Nice - you know how you can disable type checking in the ColdFusion Administrator? It can be a good performance boost. I've seen it significantly help out Model-Glue applications. Well this is the same thing - but at the Application level.

compression

This allows you to enable GZip compression for the application. I kinda feel like this should be done on the web server and not the app server, but meh, it works well and is incredibly easy to enable. Here is a page with the setting turned off:

shot3

I then added this.compression=true; to my App.cfc:

shot4a

That's a pretty big change there.

suppressRemoteComponentContent

So yeah, this is a weird one. Imagine bad code like this:

remote function sayhello() {
	writeoutput("MOO");
	return "hello #now()#";
}

As you can see, I'm both outputting stuff and returning a value. If you set the suppress setting to false, you will actually see "MOO" in the remote output. I see no reason why you would ever desire that.

localmode

This one was pretty confusing. @nicholasc on Slack helped me understand it. Given this line in a method x=1;, by default this will write to the variables scope unless local.x was already set. If you use this.localmode="modern" in your App.cfc, it will set to the local scope instead. This seems like a great idea.

tag

My favorite change. You can specify default attribute/value pairs for tags across your application. Here is an example I took from the docs:

this.tag = {
	"location":{
		"addtoken":true
	}
};

I freaking love this. I kinda remember arguing against this in ColdFusion about 5 or so versions ago. At the time I was concerned about some setting somewhere modifying code and developers getting confused, but having it in app.cfc makes it easy to reference and notice.

locale/timezone/webcharset/resourcecharset

These all apply different language/locale type settings to your application.

scopeCascading

Ok, I lied - this is my favorite feature.

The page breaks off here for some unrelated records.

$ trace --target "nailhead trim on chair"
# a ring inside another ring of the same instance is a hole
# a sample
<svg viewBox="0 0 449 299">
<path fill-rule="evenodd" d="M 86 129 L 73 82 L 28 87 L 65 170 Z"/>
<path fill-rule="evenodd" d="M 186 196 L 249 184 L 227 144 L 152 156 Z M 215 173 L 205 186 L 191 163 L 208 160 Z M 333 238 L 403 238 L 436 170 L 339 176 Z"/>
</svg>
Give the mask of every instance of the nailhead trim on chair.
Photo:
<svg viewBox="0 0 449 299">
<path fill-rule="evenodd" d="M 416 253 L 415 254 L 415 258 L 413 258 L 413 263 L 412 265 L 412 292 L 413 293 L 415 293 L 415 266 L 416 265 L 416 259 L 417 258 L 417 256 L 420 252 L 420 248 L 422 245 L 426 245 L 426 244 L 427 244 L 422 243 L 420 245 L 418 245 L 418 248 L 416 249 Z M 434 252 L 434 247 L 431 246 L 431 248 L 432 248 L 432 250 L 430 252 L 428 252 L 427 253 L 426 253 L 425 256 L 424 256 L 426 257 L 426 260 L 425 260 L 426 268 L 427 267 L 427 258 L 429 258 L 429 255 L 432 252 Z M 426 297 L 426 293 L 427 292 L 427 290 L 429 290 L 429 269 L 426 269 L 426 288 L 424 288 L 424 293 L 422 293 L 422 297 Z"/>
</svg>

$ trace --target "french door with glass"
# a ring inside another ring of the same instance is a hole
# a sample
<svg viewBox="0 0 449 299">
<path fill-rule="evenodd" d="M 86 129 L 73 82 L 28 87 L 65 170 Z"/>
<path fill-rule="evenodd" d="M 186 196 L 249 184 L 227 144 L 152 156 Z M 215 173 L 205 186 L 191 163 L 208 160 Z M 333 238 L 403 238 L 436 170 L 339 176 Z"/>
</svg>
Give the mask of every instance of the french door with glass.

If you output a variable without scope, this defines the "look" up process. You have three values. "standard" is your standard lookup table and will hit variables, CFI, URL, Form, and Cookie. "small" will hit just variables, URL, and Form. My favorite though is "strict". If you specify this, it will only look at the Variables scope. My own personal rules are to always scope for everything but Variables so I definitely approve of this change.

And more...

There's some cool cache settings you can tweak and CFC property stuff, but they weren't interesting enough for me to actually write up.

But...

Yeah... this is what I like. This is exactly the type of developer-centric language changes I'd like to see in ColdFusion 12.

At this point, someone may chime in and suggest I file ERs in the Adobe bug tracker. I certainly could - but I assume the Adobe ColdFusion team naturally tracks what Lucee is doing. It just makes sense. Surely they watch Lucee, look at developers who get excited about it, and take note of that. To assume otherwise would be to assume a ColdFusion team that is so disconnected from the developer community that it thinks it doesn't matter what other CFML engines do. And surely that can't be the case.